As entertainment director, Klemick said he oversees a committee of 26 captains and 50 other members, all focused on doing what it takes to help everyone “have an exciting time and keep wanting to come back to our events.”

Gearhart’s role is structured similarly.

“The technology committee assists all THON organizations and committees by providing software solutions and technical support to help further THON’s mission of conquering childhood cancer,” he said. “Our software provides vital functionality that enables THON to spread our mission, raise funds and host events.”

During a typical year, 50 or so events precede THON Weekend, helping to raise money and awareness of what Four Diamonds does.

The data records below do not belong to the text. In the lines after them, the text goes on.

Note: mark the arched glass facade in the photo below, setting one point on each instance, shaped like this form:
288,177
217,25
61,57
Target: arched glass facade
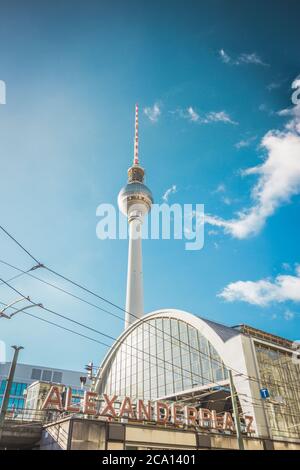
160,357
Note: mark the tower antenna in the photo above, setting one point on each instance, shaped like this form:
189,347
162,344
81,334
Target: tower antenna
136,136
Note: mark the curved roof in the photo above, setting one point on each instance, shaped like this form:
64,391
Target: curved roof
217,334
225,332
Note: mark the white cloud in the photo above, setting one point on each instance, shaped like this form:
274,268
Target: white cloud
192,114
219,116
252,58
244,143
224,56
243,58
169,191
278,180
221,188
153,112
273,86
288,315
207,118
265,291
296,83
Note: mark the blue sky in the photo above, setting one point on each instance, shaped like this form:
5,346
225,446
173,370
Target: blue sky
213,82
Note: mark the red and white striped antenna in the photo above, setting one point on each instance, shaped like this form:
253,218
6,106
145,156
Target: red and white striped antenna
136,137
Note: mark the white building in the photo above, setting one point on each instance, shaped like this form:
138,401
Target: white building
26,374
175,355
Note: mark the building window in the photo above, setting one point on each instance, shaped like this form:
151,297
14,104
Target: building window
57,377
36,374
161,357
47,375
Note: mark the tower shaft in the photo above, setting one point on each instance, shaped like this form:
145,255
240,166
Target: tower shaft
135,201
134,293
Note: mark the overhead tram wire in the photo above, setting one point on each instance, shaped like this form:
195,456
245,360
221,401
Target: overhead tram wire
162,361
88,290
106,300
116,340
109,312
117,316
60,326
109,346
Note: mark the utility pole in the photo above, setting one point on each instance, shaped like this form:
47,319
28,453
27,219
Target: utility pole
8,387
236,413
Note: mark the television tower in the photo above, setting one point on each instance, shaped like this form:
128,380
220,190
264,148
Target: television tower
135,201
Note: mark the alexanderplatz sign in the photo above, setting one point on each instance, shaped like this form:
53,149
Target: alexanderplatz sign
142,410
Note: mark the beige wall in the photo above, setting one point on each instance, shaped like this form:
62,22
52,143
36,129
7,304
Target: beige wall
160,436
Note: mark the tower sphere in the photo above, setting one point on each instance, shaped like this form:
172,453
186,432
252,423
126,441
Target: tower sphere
135,196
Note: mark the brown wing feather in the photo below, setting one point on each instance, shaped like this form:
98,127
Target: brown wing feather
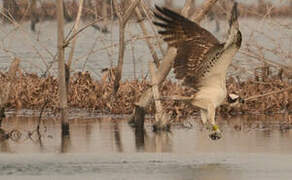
193,44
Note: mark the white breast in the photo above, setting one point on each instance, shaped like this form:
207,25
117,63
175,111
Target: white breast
213,86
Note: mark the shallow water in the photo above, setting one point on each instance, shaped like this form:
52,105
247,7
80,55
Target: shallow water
107,148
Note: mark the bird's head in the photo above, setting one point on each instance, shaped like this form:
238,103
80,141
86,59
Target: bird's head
234,99
234,35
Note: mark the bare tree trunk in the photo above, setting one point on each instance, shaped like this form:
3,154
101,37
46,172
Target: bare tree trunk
161,118
67,16
145,33
10,8
75,28
123,19
166,64
6,91
34,18
61,70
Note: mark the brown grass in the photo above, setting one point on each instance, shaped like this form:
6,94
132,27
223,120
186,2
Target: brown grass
31,91
47,10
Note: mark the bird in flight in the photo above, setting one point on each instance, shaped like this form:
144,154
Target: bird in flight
201,61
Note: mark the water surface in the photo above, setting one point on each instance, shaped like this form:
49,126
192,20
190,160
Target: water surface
102,147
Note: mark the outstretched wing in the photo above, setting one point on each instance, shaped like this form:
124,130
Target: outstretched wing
194,45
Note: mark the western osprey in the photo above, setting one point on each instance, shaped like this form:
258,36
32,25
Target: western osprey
201,60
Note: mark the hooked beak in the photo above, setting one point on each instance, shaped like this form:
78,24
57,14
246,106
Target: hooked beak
233,18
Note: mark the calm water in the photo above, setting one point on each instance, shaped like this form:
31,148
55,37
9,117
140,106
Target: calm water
107,148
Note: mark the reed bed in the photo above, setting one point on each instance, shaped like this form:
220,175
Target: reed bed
32,92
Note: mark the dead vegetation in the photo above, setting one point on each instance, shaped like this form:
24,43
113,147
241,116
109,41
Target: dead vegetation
31,91
22,9
263,91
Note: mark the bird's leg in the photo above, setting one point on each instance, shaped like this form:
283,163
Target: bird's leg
204,116
211,117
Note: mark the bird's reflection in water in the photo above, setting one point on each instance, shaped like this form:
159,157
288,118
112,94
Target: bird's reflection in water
149,141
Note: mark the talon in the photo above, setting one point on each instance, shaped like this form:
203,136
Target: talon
215,135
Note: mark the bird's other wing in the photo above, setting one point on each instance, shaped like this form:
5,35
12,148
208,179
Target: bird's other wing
193,44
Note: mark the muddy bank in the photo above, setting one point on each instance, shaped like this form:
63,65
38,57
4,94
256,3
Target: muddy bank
30,91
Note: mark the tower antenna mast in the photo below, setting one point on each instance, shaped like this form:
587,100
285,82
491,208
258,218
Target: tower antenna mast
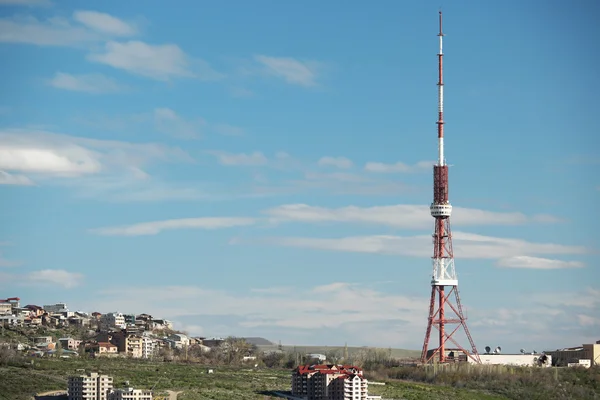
444,274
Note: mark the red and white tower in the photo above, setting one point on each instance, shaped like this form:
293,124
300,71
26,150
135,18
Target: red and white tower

“First and foremost, everything we do is for our families,” Gearhart said, “to make sure that they have a fun, engaging, safe, empowering environment in which to sort of forget about the stresses and the pressures of being a child with cancer or a member of a family with someone who does.”

At the Bryce Jordan Center, many of those families and their stories are featured as part of the 46 hours’ worth of nonstop activity presented on the main stage.

“We try to keep the entertainment on the stage as diverse as possible, to make sure there’s something for everyone,” Klemick said. “When there are not live events going on, there are deejays playing fun, upbeat music to keep everybody having a good time.”

Then there are the 600 or so students who spend nearly two full days dancing and dancing and dancing, and then dancing some more.

“We have a dancer relations committee focused on making sure that the dancers are well enough to continue going on, and getting them medical support if that’s not the case,” Klemick said.

And a couple of months prior to THON weekend, dancers receive guides about how to prepare physically for taxing their bodies to such an extent.

“One of my really good friends danced in 2020,” Gearhart recalled, “and she said afterward she felt like she could do anything, because if she could survive that, she could survive anything.”